El dolor paraguayo
El dolor paraguayo Todo esto es un hecho, mas no un argumento. En Europa misma vemos que no son los distritos bilingües los más atrasados. Y no se crea que la segunda habla, la popular y familiar, en tales distritos usada, es siempre una variante de la otra, de la nacional y oficial. Vizcaya, región en que se practica un idioma tan alejado del español como el guaraní, es una provincia próspera y feliz. Algo parecido ocurre en los Pirineos franceses, en la Bretaña, en las regiones celtas de Inglaterra.
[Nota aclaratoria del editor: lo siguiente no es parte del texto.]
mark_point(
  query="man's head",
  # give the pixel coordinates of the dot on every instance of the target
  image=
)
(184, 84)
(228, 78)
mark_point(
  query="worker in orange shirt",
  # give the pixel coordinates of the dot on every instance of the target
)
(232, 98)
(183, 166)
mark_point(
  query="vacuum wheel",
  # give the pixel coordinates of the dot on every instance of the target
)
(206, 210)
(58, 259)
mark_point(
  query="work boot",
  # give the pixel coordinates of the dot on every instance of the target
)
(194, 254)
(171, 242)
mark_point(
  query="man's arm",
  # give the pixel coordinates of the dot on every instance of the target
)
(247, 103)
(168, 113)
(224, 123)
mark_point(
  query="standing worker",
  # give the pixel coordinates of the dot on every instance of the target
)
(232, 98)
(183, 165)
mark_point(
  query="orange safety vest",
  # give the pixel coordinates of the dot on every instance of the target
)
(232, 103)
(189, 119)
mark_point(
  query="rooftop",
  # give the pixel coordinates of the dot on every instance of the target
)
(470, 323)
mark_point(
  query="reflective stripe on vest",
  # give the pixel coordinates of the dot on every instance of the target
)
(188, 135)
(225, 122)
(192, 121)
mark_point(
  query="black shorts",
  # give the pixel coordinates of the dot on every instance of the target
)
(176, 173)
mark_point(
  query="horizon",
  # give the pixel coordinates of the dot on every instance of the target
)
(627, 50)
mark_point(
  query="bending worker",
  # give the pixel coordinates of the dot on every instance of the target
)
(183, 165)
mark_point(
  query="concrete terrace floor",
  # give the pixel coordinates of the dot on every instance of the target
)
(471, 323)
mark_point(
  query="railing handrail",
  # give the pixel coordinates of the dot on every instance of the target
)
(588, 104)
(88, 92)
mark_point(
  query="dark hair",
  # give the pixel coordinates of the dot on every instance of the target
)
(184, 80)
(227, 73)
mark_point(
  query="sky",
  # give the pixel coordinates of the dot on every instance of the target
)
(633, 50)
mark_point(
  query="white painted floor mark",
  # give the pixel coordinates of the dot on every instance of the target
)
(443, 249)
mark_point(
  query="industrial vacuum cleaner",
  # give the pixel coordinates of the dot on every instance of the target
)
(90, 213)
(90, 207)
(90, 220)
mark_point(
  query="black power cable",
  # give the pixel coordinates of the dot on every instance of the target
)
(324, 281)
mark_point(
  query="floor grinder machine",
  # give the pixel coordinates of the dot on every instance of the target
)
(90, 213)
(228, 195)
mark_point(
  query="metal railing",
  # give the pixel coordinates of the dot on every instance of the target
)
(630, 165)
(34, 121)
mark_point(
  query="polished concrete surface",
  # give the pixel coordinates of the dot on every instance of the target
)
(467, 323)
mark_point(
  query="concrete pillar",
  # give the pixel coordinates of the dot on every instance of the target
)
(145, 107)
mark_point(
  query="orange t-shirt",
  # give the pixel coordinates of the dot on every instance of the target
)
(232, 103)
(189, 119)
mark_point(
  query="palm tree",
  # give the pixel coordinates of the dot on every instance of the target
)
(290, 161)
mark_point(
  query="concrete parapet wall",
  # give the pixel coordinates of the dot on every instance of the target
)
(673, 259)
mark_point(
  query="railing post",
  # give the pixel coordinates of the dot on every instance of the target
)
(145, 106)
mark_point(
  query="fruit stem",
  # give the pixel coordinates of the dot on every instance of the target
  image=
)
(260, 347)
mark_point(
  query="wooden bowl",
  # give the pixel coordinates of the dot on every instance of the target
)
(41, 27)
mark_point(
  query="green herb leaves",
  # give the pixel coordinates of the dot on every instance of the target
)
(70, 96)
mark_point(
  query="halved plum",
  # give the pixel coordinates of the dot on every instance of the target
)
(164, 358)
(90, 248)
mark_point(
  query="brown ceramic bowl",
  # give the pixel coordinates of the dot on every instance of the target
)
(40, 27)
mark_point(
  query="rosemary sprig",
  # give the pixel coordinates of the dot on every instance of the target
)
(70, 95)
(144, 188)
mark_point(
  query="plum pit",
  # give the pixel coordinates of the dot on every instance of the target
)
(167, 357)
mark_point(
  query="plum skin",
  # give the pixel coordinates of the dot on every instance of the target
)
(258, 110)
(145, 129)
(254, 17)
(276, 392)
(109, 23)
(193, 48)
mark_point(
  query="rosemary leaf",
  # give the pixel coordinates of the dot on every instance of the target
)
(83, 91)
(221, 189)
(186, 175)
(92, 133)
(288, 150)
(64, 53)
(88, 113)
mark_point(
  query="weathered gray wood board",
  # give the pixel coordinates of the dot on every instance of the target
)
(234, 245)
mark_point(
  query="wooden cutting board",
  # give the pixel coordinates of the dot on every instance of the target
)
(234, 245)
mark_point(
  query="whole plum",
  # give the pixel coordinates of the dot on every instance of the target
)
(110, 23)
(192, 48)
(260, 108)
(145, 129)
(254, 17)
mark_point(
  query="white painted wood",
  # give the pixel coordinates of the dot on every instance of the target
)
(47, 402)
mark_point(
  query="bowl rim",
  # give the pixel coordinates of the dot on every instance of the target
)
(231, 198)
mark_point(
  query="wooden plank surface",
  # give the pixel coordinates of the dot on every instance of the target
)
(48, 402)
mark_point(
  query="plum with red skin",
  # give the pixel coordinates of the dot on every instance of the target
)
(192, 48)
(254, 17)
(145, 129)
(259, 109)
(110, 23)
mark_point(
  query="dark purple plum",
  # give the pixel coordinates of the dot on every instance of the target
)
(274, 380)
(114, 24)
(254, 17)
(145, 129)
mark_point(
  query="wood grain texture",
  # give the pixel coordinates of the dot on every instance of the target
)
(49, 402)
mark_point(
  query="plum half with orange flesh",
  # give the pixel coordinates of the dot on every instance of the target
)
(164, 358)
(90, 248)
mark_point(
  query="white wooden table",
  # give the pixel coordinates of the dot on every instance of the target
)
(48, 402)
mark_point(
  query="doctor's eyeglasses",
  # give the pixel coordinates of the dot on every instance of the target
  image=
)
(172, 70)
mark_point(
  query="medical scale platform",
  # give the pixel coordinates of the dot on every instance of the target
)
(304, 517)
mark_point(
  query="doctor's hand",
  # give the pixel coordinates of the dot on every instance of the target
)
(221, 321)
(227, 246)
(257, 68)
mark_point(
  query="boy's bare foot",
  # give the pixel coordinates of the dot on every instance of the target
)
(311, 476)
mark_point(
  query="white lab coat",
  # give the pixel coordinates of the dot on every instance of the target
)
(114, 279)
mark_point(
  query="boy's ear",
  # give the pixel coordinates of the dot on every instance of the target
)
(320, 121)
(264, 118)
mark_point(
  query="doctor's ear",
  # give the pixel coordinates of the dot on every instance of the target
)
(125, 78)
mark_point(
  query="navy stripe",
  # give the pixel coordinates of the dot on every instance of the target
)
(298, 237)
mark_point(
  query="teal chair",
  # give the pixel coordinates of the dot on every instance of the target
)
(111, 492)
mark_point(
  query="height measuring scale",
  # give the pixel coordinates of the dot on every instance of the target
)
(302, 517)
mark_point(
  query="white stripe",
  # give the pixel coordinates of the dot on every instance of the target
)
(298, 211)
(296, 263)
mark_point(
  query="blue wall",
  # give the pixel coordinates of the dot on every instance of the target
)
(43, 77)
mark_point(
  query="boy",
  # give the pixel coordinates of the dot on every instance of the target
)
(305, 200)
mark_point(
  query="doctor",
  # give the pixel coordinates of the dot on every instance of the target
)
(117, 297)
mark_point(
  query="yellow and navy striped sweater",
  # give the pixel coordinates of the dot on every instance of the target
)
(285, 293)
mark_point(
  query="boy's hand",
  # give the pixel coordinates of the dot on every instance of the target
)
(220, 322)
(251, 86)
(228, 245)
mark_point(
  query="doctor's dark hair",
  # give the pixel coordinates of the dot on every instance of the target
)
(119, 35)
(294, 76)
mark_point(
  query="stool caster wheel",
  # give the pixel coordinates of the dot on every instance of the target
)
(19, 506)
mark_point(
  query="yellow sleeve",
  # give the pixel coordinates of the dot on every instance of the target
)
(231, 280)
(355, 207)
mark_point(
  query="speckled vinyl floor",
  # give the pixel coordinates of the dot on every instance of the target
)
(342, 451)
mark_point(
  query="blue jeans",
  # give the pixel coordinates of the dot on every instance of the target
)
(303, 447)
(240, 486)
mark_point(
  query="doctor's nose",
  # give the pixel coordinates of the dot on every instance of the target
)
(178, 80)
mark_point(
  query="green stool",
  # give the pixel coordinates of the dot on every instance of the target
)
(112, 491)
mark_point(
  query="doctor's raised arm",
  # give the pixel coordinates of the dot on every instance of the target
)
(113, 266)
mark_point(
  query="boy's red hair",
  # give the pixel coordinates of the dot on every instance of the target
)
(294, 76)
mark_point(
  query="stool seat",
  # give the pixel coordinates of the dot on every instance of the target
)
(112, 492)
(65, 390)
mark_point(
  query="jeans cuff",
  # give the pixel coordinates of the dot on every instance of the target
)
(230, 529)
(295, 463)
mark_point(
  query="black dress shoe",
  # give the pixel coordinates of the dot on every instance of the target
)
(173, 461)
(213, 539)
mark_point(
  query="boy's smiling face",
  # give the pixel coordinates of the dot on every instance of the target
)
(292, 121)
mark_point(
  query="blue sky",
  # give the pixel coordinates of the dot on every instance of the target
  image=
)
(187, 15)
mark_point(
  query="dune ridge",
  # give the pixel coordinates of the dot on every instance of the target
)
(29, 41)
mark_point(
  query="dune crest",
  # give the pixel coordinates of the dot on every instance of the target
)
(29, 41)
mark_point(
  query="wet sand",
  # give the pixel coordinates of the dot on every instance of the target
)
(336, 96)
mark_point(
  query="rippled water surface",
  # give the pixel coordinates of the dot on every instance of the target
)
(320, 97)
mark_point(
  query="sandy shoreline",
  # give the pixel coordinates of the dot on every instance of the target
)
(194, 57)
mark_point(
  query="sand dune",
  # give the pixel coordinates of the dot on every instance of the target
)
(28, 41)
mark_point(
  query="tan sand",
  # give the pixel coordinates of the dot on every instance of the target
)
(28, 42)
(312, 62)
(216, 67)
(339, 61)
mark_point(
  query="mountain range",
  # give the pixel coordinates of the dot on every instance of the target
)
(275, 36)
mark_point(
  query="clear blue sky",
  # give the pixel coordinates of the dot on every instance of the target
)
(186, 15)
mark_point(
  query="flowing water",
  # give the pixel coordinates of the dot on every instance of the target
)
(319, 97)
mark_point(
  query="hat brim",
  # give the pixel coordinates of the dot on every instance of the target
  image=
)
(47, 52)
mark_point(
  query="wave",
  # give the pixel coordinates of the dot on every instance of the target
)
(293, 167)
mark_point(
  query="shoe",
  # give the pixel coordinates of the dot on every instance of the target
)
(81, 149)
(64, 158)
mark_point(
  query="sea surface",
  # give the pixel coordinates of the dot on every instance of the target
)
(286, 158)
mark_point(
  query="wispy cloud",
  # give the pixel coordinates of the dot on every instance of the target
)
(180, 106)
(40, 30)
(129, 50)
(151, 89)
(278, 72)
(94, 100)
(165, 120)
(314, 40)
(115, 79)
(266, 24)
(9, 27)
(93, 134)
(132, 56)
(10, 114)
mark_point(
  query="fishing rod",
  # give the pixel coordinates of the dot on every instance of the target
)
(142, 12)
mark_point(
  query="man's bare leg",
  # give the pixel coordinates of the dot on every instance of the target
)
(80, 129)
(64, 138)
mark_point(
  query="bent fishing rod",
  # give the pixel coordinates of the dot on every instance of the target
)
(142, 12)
Y si consideramos las comarcas en que es de uso corriente un dialecto de la lengua nacional nueva, sacamos una enseñanza, la de la tenacidad con que el lenguaje, por fácil que parezca su absorción en el seno de otro lenguaje más poderoso y próximo, perdura ante las influencias exteriores. Cataluña es un buen ejemplo de lo apuntado, y así mismo Provenza, cuya luminosa lengua ha sido regenerada y como replantada por el gran Mistral.
La historia nos revela que lo bilingüe no es una excepción, sino lo ordinario. Suele haber un idioma vulgar, matizado, irregular, propio a las expansiones sentimentales del pueblo y otro razonado, depurado, artificial, propio a las manifestaciones diplomáticas, científicas y literarias. Dos lenguas, emparentadas o no; una plebeya, otra sabia; una particular, otra extensa; una desordenada y libre, otra ordenada y retórica. Casi no hubo siglo ni país en que esto no se verificara.